A team of researchers has announced that they have developed a non-invasive test capable of detecting the presence of eight common cancers.
Called CancerSEEK, this test detects small amounts of DNA and proteins released into the blood by cancer cells. It can detect the presence of cancers of the ovary, liver, stomach, pancreas, esophagus, intestine, lung or breast in their early stages.
When it comes to cancer, early diagnosis remains the key to avoiding the potentially devastating impact of many treatments, particularly to reduce the number of deaths. The earlier the disease is detected, the greater the chances of survival for patients.
One of the most innovative elements of this work is the use of a combination of markers — genetic as well as protein – – to broaden the spectrum of detection.
For the study, CancerSEEK was used on 1,005 patients with cancers diagnosed without metastases. Eight types of cancers have been targeted: ovarian, liver, stomach, pancreas, esophageal, intestinal, lung or breast cancers. The CancerSEEK test averaged 70% positive diagnoses, ranging from 33% for breast cancer to 98% for ovarian cancer.
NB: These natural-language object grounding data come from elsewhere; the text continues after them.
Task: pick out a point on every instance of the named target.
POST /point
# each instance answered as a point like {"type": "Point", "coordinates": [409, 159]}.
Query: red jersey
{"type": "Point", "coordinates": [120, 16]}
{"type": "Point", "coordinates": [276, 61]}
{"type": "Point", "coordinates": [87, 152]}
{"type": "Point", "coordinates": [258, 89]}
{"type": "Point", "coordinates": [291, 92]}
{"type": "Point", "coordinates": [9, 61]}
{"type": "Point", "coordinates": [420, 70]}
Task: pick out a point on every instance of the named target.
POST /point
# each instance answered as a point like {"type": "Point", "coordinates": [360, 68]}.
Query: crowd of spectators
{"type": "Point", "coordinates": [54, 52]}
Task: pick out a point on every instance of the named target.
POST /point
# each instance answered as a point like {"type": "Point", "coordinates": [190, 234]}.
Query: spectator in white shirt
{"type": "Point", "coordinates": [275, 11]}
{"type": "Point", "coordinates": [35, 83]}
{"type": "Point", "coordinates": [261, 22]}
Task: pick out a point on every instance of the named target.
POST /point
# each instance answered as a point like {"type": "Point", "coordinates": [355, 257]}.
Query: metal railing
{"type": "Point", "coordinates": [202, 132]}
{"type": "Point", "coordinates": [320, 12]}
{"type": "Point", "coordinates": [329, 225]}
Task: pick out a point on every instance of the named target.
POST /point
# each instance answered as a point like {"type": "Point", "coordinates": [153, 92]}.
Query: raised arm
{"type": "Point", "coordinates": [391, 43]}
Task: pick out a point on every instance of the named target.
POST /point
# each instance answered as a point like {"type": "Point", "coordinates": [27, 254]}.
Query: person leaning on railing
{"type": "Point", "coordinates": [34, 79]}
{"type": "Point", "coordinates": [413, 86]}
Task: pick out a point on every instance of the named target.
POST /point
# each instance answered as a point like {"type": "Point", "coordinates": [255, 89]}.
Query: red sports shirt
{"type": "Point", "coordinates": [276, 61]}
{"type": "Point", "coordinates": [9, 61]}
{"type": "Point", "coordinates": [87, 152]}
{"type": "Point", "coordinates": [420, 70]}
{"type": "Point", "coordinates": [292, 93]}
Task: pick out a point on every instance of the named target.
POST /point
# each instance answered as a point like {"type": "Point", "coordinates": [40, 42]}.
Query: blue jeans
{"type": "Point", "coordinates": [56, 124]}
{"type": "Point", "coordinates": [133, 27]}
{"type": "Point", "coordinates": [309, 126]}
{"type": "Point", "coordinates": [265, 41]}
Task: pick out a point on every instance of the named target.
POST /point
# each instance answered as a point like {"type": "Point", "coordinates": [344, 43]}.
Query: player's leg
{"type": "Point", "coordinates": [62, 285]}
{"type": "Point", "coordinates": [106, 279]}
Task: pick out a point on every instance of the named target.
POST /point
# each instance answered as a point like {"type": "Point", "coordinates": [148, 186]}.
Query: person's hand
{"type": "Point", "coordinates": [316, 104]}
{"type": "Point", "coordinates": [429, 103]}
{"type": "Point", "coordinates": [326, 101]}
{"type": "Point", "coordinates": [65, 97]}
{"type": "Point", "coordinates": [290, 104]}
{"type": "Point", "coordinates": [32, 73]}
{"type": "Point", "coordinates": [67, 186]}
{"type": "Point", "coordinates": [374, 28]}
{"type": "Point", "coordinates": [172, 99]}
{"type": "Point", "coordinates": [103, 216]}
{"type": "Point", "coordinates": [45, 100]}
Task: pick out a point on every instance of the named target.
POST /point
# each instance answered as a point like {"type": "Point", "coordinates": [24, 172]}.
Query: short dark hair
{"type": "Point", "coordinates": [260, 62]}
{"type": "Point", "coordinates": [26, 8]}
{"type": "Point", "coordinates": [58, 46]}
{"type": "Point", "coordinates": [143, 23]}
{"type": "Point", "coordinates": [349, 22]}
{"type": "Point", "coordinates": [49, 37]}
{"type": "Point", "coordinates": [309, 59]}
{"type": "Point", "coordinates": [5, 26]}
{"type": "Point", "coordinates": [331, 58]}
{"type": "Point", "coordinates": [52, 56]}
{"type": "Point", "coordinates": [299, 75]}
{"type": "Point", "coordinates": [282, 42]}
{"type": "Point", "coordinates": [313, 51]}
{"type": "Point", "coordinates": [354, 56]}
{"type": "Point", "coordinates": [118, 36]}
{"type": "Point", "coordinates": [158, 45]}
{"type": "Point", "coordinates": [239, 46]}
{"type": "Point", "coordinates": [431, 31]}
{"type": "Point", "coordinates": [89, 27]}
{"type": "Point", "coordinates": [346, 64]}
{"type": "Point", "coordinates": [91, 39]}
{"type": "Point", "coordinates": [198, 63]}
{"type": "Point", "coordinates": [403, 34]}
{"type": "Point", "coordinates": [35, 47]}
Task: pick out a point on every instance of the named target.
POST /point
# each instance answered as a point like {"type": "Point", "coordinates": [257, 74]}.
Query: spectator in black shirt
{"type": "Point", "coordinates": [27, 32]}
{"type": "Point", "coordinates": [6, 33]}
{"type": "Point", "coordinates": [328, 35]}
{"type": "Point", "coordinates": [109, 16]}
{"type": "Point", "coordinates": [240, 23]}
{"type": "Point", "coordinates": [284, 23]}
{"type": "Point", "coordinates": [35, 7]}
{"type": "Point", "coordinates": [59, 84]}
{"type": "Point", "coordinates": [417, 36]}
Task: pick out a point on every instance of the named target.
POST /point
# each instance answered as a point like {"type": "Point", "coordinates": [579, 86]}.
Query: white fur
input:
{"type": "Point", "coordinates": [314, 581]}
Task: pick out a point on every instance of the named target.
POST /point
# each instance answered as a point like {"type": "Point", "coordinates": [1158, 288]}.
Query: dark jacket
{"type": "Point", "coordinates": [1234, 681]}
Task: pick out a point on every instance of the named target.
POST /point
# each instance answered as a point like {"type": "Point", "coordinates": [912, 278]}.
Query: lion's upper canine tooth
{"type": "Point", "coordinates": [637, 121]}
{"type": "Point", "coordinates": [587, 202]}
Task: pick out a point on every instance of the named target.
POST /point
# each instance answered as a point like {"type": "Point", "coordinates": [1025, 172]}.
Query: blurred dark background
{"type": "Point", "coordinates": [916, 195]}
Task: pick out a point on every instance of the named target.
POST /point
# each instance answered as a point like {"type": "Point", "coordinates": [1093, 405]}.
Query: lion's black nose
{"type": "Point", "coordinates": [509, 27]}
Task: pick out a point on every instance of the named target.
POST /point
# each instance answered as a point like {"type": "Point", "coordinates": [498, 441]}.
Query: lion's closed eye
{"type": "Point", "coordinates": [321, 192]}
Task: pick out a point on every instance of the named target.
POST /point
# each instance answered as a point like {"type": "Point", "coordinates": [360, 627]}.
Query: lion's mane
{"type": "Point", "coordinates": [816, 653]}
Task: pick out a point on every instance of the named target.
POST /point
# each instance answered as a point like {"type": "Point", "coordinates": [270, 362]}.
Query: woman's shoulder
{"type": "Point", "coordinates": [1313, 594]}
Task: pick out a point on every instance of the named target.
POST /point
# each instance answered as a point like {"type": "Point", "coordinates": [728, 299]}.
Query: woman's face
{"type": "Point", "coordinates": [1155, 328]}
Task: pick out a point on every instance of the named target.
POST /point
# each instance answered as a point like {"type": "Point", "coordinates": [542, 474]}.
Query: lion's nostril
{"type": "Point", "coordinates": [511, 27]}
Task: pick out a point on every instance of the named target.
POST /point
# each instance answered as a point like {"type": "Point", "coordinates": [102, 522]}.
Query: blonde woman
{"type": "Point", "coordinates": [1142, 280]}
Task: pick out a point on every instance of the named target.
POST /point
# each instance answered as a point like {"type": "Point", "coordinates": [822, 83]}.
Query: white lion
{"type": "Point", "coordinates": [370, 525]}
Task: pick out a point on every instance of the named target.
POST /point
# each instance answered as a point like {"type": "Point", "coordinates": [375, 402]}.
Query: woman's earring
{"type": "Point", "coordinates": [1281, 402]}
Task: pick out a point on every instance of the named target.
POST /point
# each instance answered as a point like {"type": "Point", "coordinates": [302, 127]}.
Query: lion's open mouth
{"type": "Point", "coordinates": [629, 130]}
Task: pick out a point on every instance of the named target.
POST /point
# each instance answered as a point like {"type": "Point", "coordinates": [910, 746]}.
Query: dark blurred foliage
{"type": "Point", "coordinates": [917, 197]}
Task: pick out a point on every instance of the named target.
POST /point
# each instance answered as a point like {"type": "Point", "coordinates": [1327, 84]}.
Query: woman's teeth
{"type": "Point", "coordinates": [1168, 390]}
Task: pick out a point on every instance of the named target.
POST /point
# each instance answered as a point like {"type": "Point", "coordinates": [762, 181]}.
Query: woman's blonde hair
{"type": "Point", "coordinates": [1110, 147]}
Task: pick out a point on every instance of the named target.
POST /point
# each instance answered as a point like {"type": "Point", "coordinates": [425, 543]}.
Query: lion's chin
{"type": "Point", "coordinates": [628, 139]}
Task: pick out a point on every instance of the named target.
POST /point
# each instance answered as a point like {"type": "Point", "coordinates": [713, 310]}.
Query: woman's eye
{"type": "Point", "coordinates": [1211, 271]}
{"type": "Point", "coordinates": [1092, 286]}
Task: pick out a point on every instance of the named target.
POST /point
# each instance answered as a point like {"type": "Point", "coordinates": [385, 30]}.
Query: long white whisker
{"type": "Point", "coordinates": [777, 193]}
But one of the most convincing results is the possibility of detecting certain cancers in very early advanced stages. For example, the test obtains 100% detection of stage 1 liver cancer, but only 20% at this stage for stomach cancer. The test also made it possible to locate the area where the tumor is located for 83% of the patients.
Several cancers can be examined at the same time, and the test can also be used for routine hematological tests, such as a cholesterol check.
There is still some way to go before making these tests publicly available, but the authors of the study are confident, believing that with time it will be possible to design a single blood test at a cost of less than $500, a cost comparable to that of a unique cancer detection test such as a colonoscopy.